A brief summary of some of the facts presented include:

  •  Despite the so called boom in fracking, since 2005, oil production has only increased 2.5% total worldwide.
  • There were approximately 181,000 direct jobs from the oil and gas industry in 2011, and oil and gas accounted for approximately 45% of total energy generation capacity. Renewables represented  approximately 183,000 direct industry jobs in 2011 and 15% of total energy generation capacity.
  • Today’s oil and gas drilling and fracking is energy intensive, requiring about one barrel of crude oil in order to extract less than five barrels out of the earth.  Historically, one barrel could extract as much as 100 barrels of crude in conventional oil drilling.
  • In some states, the amount of severance taxes collected from the oil and gas industry isn’t even enough to repair the road damage caused by the industry’s heavy trucks.  In Arkansas, $182 million in revenue was collected, but there was $450 million in road damage.  In Pennsylvania, there was $204 million in revenue, but $3.5 billion in road damage.  And perhaps the most alarming case, in North Dakota, the state has collected $1.3 billion in taxes, but has seen a whopping $7 billion in road damage.

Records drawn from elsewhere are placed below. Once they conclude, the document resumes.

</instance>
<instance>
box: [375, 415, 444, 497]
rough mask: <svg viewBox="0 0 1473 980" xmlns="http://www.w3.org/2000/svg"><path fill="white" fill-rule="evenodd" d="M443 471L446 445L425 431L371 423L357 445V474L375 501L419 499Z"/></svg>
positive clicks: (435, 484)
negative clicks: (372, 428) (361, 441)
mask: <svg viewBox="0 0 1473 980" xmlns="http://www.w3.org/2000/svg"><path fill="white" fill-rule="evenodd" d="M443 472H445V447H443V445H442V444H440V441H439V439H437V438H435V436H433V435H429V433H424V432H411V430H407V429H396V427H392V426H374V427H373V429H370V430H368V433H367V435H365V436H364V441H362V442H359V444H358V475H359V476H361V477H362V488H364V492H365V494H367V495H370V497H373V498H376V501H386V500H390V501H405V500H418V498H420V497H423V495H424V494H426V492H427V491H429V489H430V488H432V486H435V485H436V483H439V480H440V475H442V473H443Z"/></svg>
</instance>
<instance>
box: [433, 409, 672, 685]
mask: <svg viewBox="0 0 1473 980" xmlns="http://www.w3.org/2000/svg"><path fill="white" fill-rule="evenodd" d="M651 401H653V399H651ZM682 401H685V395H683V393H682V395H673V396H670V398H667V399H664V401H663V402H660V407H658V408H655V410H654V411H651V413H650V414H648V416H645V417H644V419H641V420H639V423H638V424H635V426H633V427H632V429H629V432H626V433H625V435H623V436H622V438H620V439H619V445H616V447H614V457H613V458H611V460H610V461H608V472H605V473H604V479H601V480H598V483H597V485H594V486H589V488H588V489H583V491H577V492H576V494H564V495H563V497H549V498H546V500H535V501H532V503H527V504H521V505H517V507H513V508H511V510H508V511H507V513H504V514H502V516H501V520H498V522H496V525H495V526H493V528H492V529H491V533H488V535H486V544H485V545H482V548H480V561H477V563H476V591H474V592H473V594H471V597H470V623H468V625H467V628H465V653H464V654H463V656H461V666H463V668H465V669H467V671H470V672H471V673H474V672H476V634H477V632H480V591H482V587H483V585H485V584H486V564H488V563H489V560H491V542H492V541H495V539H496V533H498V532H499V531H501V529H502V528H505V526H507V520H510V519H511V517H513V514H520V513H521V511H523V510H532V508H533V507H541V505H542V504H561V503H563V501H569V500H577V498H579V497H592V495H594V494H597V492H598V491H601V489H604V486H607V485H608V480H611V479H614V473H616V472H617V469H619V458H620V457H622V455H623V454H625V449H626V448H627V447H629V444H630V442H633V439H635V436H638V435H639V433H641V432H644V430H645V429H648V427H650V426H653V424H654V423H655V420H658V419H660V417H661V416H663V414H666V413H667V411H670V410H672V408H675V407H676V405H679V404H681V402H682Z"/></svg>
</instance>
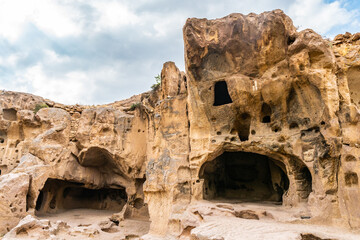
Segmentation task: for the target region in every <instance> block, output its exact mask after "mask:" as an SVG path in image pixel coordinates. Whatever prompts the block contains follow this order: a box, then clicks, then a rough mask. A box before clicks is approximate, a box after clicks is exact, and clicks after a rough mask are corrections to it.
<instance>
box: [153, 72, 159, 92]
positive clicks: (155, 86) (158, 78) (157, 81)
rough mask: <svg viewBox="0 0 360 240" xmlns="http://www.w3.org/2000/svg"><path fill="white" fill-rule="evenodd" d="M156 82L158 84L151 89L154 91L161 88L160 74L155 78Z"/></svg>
mask: <svg viewBox="0 0 360 240" xmlns="http://www.w3.org/2000/svg"><path fill="white" fill-rule="evenodd" d="M155 82H156V83H154V84H153V85H151V89H152V90H154V91H155V90H157V89H158V88H159V87H160V86H161V76H160V74H158V75H157V76H155Z"/></svg>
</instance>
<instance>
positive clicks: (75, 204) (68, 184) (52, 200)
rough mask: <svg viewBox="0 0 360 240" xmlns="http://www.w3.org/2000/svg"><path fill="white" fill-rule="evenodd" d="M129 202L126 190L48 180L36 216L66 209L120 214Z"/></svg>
mask: <svg viewBox="0 0 360 240" xmlns="http://www.w3.org/2000/svg"><path fill="white" fill-rule="evenodd" d="M126 202H127V195H126V191H125V188H120V189H115V188H100V189H91V188H86V187H85V186H84V185H83V184H80V183H75V182H69V181H64V180H58V179H48V180H47V181H46V183H45V185H44V187H43V189H42V190H41V191H40V193H39V196H38V198H37V200H36V206H35V210H36V214H43V213H56V212H58V211H64V210H66V209H77V208H87V209H98V210H111V211H116V212H119V211H121V209H122V208H123V207H124V205H125V204H126Z"/></svg>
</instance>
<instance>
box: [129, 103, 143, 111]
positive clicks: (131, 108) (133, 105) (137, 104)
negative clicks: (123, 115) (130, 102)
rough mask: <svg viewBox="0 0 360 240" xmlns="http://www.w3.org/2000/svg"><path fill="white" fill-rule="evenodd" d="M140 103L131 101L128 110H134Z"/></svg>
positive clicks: (133, 110) (137, 107)
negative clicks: (130, 103)
mask: <svg viewBox="0 0 360 240" xmlns="http://www.w3.org/2000/svg"><path fill="white" fill-rule="evenodd" d="M140 105H141V103H133V104H132V105H131V107H130V111H134V110H135V109H136V108H138V107H140Z"/></svg>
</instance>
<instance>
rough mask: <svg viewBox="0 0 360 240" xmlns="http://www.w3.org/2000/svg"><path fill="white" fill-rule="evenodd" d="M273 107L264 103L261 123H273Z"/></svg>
mask: <svg viewBox="0 0 360 240" xmlns="http://www.w3.org/2000/svg"><path fill="white" fill-rule="evenodd" d="M271 113H272V110H271V107H270V106H269V104H267V103H263V105H262V106H261V122H262V123H269V122H271Z"/></svg>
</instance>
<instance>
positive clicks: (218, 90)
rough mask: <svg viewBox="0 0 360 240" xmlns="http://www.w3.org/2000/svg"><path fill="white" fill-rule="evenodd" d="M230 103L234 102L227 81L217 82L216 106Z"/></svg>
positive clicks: (219, 105) (215, 91)
mask: <svg viewBox="0 0 360 240" xmlns="http://www.w3.org/2000/svg"><path fill="white" fill-rule="evenodd" d="M228 103H232V100H231V97H230V94H229V91H228V87H227V84H226V82H225V81H219V82H216V83H215V87H214V106H221V105H225V104H228Z"/></svg>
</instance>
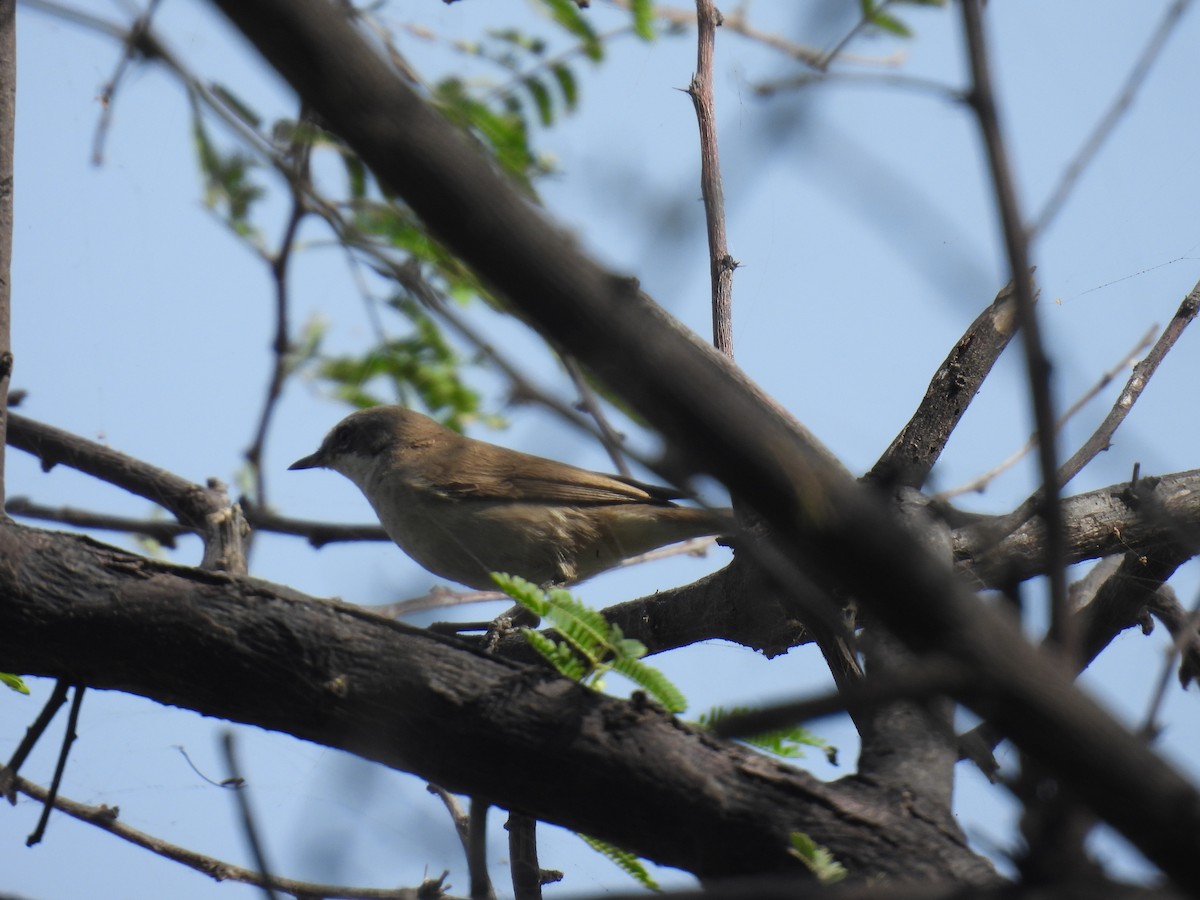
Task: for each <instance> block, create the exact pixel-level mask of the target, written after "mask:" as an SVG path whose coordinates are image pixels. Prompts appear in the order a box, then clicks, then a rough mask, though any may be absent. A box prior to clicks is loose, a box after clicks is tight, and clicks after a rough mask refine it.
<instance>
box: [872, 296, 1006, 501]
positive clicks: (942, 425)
mask: <svg viewBox="0 0 1200 900" xmlns="http://www.w3.org/2000/svg"><path fill="white" fill-rule="evenodd" d="M1013 296H1014V293H1013V286H1012V282H1009V283H1008V284H1007V286H1006V287H1003V288H1001V290H1000V293H998V294H996V299H995V300H992V302H991V304H990V305H989V306H988V308H986V310H984V311H983V312H982V313H979V316H977V317H976V320H974V322H972V323H971V325H970V326H968V328H967V330H966V331H965V332H964V334H962V337H960V338H959V340H958V343H955V344H954V347H953V349H952V350H950V352H949V354H948V355H947V356H946V359H944V360H943V361H942V365H941V366H938V367H937V371H936V372H935V373H934V377H932V378H931V379H930V382H929V388H926V389H925V396H924V397H922V401H920V406H918V407H917V412H916V413H913V414H912V418H911V419H910V420H908V421H907V424H905V426H904V428H901V430H900V433H899V434H896V437H895V439H894V440H893V442H892V444H890V445H889V446H888V449H887V450H886V451H884V452H883V455H882V456H881V457H880V460H878V462H876V463H875V466H872V467H871V470H870V472H869V473H868V474H866V475H865V476H864V480H865V481H868V482H872V484H882V485H896V486H906V487H920V486H922V485H923V484H924V482H925V479H928V478H929V473H930V472H931V470H932V468H934V466H935V464H936V463H937V460H938V458H940V457H941V455H942V451H943V450H944V449H946V444H947V442H948V440H949V439H950V434H953V433H954V430H955V428H956V427H958V424H959V421H961V419H962V416H964V415H966V412H967V409H968V408H970V406H971V403H972V401H973V400H974V397H976V395H977V394H978V392H979V388H980V386H982V385H983V383H984V380H985V379H986V378H988V376H989V374H990V373H991V368H992V366H994V365H996V360H998V359H1000V354H1001V353H1003V352H1004V348H1006V347H1008V343H1009V341H1012V340H1013V335H1014V334H1016V316H1015V314H1014V306H1015V301H1014V299H1013Z"/></svg>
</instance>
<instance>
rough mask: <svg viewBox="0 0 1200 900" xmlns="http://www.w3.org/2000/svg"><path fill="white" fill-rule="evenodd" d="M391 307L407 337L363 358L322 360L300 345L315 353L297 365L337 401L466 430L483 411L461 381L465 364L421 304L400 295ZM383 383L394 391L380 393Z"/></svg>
mask: <svg viewBox="0 0 1200 900" xmlns="http://www.w3.org/2000/svg"><path fill="white" fill-rule="evenodd" d="M388 306H389V307H390V308H392V310H395V311H396V312H398V313H401V314H402V316H403V317H404V318H406V319H407V323H408V325H409V331H408V332H407V334H404V335H402V336H398V337H390V338H385V340H384V341H383V342H380V343H378V344H376V346H374V347H372V348H370V349H367V352H366V353H364V354H362V355H343V356H323V355H319V354H317V353H316V350H314V348H313V347H312V346H311V344H310V346H308V347H307V348H304V347H302V346H301V349H302V350H305V349H306V352H307V353H310V354H312V355H311V356H308V360H311V361H308V362H307V364H306V362H305V360H304V359H299V360H298V362H296V365H306V367H310V368H312V371H313V372H314V376H316V377H317V378H318V379H319V380H322V382H325V383H326V384H328V385H329V388H330V390H331V392H332V394H334V396H336V397H338V398H340V400H342V401H344V402H347V403H349V404H350V406H354V407H356V408H360V409H361V408H366V407H371V406H378V404H379V403H395V402H401V403H403V404H404V406H420V407H424V408H425V409H426V410H427V412H428V413H430V415H432V416H433V418H434V419H437V420H438V421H440V422H442V424H443V425H446V426H448V427H451V428H454V430H456V431H462V430H463V427H464V426H466V425H467V422H469V421H472V420H474V419H478V418H480V406H481V400H480V396H479V394H478V392H476V391H475V390H474V389H473V388H470V386H469V385H468V384H467V382H466V380H464V378H463V372H462V370H463V366H464V365H467V362H466V361H464V360H463V359H462V358H461V356H460V355H458V352H457V350H456V349H455V347H454V346H452V344H450V342H449V341H448V340H446V337H445V335H444V334H443V331H442V329H440V326H439V325H438V323H437V322H436V320H434V319H433V318H432V317H431V316H430V314H428V313H427V312H426V311H425V310H424V308H422V307H421V306H420V304H418V302H416V301H414V300H412V299H410V298H406V296H396V298H392V299H391V300H389V302H388ZM310 340H311V341H312V340H319V336H318V337H316V338H310ZM383 384H386V385H389V386H390V391H386V392H380V391H379V386H380V385H383Z"/></svg>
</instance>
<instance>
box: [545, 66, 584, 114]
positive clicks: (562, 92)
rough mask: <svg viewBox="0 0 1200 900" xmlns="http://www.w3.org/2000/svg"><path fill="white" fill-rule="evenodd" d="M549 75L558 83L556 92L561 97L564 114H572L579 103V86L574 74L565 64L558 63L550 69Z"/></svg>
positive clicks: (579, 90) (579, 86)
mask: <svg viewBox="0 0 1200 900" xmlns="http://www.w3.org/2000/svg"><path fill="white" fill-rule="evenodd" d="M550 73H551V74H552V76H554V80H556V82H557V83H558V90H559V92H560V94H562V95H563V104H564V106H565V107H566V112H569V113H574V112H575V109H576V107H578V103H580V86H578V83H577V82H576V80H575V73H574V72H572V71H571V67H570V66H568V65H566V64H565V62H559V64H557V65H553V66H551V67H550Z"/></svg>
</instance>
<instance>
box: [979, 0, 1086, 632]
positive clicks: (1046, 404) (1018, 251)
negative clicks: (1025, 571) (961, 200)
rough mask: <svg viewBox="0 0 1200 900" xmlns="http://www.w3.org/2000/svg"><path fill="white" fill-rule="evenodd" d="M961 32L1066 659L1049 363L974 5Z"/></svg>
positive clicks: (1055, 621)
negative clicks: (1012, 339) (1028, 427)
mask: <svg viewBox="0 0 1200 900" xmlns="http://www.w3.org/2000/svg"><path fill="white" fill-rule="evenodd" d="M962 32H964V38H965V41H966V44H967V49H968V56H970V61H971V91H970V94H968V98H970V103H971V107H972V109H973V110H974V113H976V118H977V120H978V122H979V131H980V133H982V136H983V140H984V144H985V145H986V148H988V162H989V166H990V169H991V180H992V187H994V188H995V191H996V203H997V205H998V208H1000V218H1001V226H1002V229H1003V233H1004V246H1006V250H1007V252H1008V268H1009V270H1010V271H1012V274H1013V283H1014V287H1015V289H1016V317H1018V322H1019V323H1020V328H1021V331H1022V344H1024V347H1025V365H1026V374H1027V377H1028V383H1030V394H1031V396H1032V401H1033V420H1034V422H1036V426H1037V433H1038V468H1039V469H1040V474H1042V484H1043V491H1044V494H1043V499H1042V503H1040V505H1039V512H1040V515H1042V518H1043V521H1044V522H1045V524H1046V568H1048V576H1049V581H1050V634H1051V635H1054V636H1055V638H1056V643H1057V644H1058V647H1061V648H1062V650H1063V653H1066V654H1067V655H1068V656H1072V655H1074V653H1075V640H1074V636H1073V635H1072V634H1070V622H1072V617H1070V610H1069V607H1068V602H1067V577H1066V571H1064V564H1063V557H1064V538H1063V533H1062V529H1063V518H1062V510H1061V509H1060V505H1058V482H1057V472H1056V470H1057V450H1056V439H1055V430H1054V422H1055V415H1054V403H1052V398H1051V394H1050V361H1049V359H1046V354H1045V349H1044V347H1043V342H1042V330H1040V328H1039V325H1038V318H1037V311H1036V308H1034V298H1033V286H1032V281H1031V278H1030V259H1028V240H1027V238H1026V235H1025V233H1024V229H1022V218H1021V214H1020V206H1019V204H1018V200H1016V188H1015V186H1014V185H1013V176H1012V172H1010V168H1009V164H1008V152H1007V150H1006V148H1004V140H1003V136H1002V134H1001V130H1000V115H998V114H997V110H996V100H995V96H994V94H992V89H991V74H990V72H989V64H988V47H986V42H985V40H984V34H983V14H982V11H980V4H979V0H962Z"/></svg>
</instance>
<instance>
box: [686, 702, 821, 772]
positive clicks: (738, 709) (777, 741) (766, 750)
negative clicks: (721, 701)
mask: <svg viewBox="0 0 1200 900" xmlns="http://www.w3.org/2000/svg"><path fill="white" fill-rule="evenodd" d="M746 712H749V708H748V707H734V708H733V709H725V708H724V707H713V708H712V709H709V710H708V712H707V713H703V714H701V716H700V719H698V722H700V724H701V725H703V726H704V727H706V728H712V727H713V726H714V725H716V722H719V721H721V720H722V719H728V718H730V716H732V715H742V714H743V713H746ZM740 740H742V742H743V743H745V744H750V746H754V748H757V749H758V750H763V751H766V752H768V754H774V755H775V756H781V757H784V758H788V760H796V758H800V757H803V756H804V750H803V748H805V746H815V748H817V749H820V750H821V751H822V752H824V755H826V758H827V760H829V764H830V766H836V764H838V748H835V746H833V745H832V744H829V742H827V740H826V739H824V738H822V737H820V736H817V734H814V733H812V732H810V731H809V730H808V728H804V727H802V726H799V725H793V726H791V727H787V728H776V730H775V731H769V732H766V733H763V734H751V736H749V737H744V738H740Z"/></svg>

  • For a local example of the amount of revenue from the industry, in 2008, the City of Fort Worth, Texas received $50 million in revenues from 44 shale gas wells.  In 2012, the city received only $23 million from 397 wells.
  • The industry is trying to ship more natural gas oversees to pad their own balance sheets. While the cost of natural gas has been hovering between $3 and $4 during 2013, it would sell for as much as $18 oversees.  And it would only cost $9, fully costed, to ship it there, resulting in much higher profits for the industry.